Re: [PATCH -next] cgroup: Fix AA deadlock caused by cgroup_bpf_release

Roman Gushchin <roman.gushchin@xxxxxxxxx> · Sun, 9 Jun 2024 19:47:55 -0700

Hi Chen!

Was this problem found in the real life? Do you have a LOCKDEP splash available?

> On Jun 7, 2024, at 4:09 AM, Chen Ridong <chenridong@xxxxxxxxxx> wrote:
> 
> We found an AA deadlock problem as shown belowed:
> 
> cgroup_destroy_wq        TaskB                WatchDog            system_wq
> 
> ...
> css_killed_work_fn:
> P(cgroup_mutex)
> ...
>                                ...
>                                __lockup_detector_reconfigure:
>                                P(cpu_hotplug_lock.read)
>                                ...
>                ...
>                percpu_down_write:
>                P(cpu_hotplug_lock.write)
>                                                ...
>                                                cgroup_bpf_release:
>                                                P(cgroup_mutex)
>                                smp_call_on_cpu:
>                                Wait system_wq
> 
> cpuset_css_offline:
> P(cpu_hotplug_lock.read)
> 
> WatchDog is waiting for system_wq, who is waiting for cgroup_mutex, to
> finish the jobs, but the owner of the cgroup_mutex is waiting for
> cpu_hotplug_lock. This problem caused by commit 4bfc0bb2c60e ("bpf:
> decouple the lifetime of cgroup_bpf from cgroup itself")
> puts cgroup_bpf release work into system_wq.
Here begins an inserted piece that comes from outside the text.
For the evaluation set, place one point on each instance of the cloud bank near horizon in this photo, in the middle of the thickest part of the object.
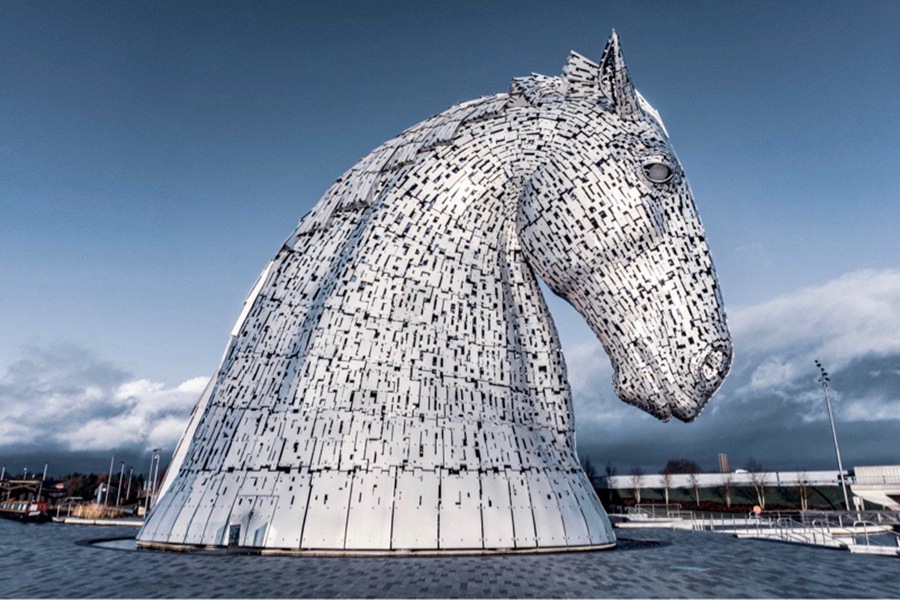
(66, 398)
(771, 408)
As cgroup_bpf is a member of
> cgroup, it is reasonable to put cgroup bpf release work into
> cgroup_destroy_wq, which is only used for cgroup's release work, and the
> preblem is solved.

I need to think more on this, but at first glance the fix looks a bit confusing. cgroup_bpf_release() looks quite innocent, it only takes a cgroup_mutex. It’s not obvious why it’s not ok and requires a dedicated work queue. What exactly is achieved by placing it back on the dedicated cgroup destroy queue?

I’m not trying to say your fix won’t work, but it looks like it might cover a more serious problem.